Unfortunately, if get to that stage as the Germans yourself, you don't get any UFO...
Anyway, I prefer to to have the choice to play any side... not just the "good guys".
Do what thou wilt shall be the whole of the Law
Of course thanks to the genius of Holywood we all know the Enigma machine was really stolen by a bunch of Americans (U-571) and not by Poles....
Movies have been playing silly buggers with history since the first movies, video games are no different. Both are forms of escapism from reality.
Why's this a) a suprise and b) taken so long for some to figure out?
--- Users are like bacteria -> Each one causing a thousand tiny crises until the host finally gives up and dies.
The idea that history is "factual" rather than a rolling series of arguments is both interesting and amusing.
I wonder, with what vehemence, slashdotters would react if historians of science and technology ceased reporting on the human practice of science, and began advising on code design?
"Games have utilized historical narrative extensively, but to what extent does the platform take liberties with, and perhaps misuse it."
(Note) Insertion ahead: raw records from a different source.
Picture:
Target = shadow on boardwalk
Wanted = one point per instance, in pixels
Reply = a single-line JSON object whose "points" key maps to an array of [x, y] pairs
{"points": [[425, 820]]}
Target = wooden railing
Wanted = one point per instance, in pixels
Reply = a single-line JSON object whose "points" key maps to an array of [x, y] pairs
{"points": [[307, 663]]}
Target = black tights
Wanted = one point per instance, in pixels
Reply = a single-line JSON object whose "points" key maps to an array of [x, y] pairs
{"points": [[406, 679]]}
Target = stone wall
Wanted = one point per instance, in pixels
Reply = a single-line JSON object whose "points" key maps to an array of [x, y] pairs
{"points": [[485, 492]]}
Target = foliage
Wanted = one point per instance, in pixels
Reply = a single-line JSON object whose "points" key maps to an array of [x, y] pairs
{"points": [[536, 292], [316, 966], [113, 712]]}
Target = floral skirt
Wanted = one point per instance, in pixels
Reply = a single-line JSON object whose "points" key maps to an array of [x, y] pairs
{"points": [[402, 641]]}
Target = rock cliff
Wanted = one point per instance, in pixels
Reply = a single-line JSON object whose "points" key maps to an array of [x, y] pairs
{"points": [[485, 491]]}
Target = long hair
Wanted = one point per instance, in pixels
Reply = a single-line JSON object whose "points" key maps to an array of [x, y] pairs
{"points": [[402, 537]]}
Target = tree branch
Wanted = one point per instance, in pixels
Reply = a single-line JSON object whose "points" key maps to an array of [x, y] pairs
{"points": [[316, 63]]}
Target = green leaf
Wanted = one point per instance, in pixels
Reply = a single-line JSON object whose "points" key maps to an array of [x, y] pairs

Mainstream media rarely depicts the historian's conception of history as currently practiced. At best it is Whig history (telling history to create moral lessons for today). At worst it is a fantasy purporting to a relationship with reality. Do you really expect games to speak into the complex construction of self-identity? The formation of power within classes leading to social conflict? The institutional factors behind the limits of political decision making within and between states? Or the emergence of sub-altern narratives (the utterly voiceless repressed) through careful emergence of non-standard documentary traditions?
At best your demand is Grognard: that the belt-buckles are accurate and that Division X was not in Location Y. If you truely want to look at games serving history, look up Stalin, a three turn economy simulator designed to test Stalin / Trotsky / Bukharinite debates about preventable deaths.